Das iranische Regime ist unhaltbar

http://newyorker.com/news/the-lede/irans-regime-is-unsustainable

4 Kommentare

  1. After two weeks of anti-government demonstrations in all of Iran’s 31 provinces, more than 500 people have reportedly been killed, and thousands more have been detained. “The Iranian regime has faced and brutally repressed repeated rounds of popular uprisings since 2009,” Ali Vaez, the director of the Iran project at the International Crisis Group, posted on X. “Never has it struggled with the kind of perfect storm it’s sailed itself into.”

    “Iranians have plenty of reasons to feel angry, betrayed, vulnerable, or insecure,” Robin Wright writes. In the last two decades, several major protests over economic and political issues have erupted. The current protests broke out on December 28th, after merchants in Tehran’s lofty Grand Bazaar shuttered their shops as the value of the rial, the national currency, went into free fall. Wright reports on how, almost half a century later, the theocracy that toppled the Shah is struggling to survive: [https://www.newyorker.com/news/the-lede/irans-regime-is-unsustainable](https://www.newyorker.com/news/the-lede/irans-regime-is-unsustainable)

  2. fuggitdude22 on

    Economically speaking, it was inevitable. 1 Euro (or USD) equals over 1.4 to 1.7 million rials at this point in time.

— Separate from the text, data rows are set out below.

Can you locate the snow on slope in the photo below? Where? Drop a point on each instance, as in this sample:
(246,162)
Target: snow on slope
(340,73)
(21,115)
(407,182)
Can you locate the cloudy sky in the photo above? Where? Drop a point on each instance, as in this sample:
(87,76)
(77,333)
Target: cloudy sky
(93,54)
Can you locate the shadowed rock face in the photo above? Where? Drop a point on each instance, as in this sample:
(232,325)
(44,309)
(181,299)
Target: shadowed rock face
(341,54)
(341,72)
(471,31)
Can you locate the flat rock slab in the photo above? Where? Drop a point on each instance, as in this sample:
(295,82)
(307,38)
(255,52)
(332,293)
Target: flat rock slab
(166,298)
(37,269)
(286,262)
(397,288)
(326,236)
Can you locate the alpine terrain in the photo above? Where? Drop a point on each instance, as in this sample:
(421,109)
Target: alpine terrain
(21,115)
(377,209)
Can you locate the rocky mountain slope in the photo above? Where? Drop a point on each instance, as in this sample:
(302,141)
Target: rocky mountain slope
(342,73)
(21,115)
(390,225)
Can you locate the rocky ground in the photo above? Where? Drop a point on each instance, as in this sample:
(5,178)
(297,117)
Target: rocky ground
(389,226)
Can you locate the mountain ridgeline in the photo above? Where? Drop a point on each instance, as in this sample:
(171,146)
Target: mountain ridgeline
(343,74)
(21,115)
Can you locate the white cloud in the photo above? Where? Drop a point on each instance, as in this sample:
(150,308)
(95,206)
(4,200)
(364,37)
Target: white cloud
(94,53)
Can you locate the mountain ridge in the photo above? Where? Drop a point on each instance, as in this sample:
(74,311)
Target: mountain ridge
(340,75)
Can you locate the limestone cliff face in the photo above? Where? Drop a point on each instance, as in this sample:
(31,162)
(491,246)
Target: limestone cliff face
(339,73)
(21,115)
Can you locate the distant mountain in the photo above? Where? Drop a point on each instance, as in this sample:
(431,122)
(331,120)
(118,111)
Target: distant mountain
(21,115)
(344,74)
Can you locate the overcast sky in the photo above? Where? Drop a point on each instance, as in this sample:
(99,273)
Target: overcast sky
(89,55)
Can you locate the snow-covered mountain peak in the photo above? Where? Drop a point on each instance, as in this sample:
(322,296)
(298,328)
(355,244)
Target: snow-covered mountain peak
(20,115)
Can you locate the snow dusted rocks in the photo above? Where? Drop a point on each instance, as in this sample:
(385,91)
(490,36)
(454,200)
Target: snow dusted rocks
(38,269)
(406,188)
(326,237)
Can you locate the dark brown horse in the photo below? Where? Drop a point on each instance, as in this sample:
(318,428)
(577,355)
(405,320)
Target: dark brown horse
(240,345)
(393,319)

It is in the same state in which the Weimar Republic was after the Treaty of Versailles.

  3. It’s hard to see how the regime’s legitimacy (which was already low) is going to bounce back from this massacre, even if the regime itself survives this current round of unrest.

    2,000 dead is the number being quoted by regime officials. That’s already significantly more than most estimates of dead from the 1979 revolution. By their own estimates, the Islamic Republic is more murderous than the “tyrannical Shah” they “liberated” the country from.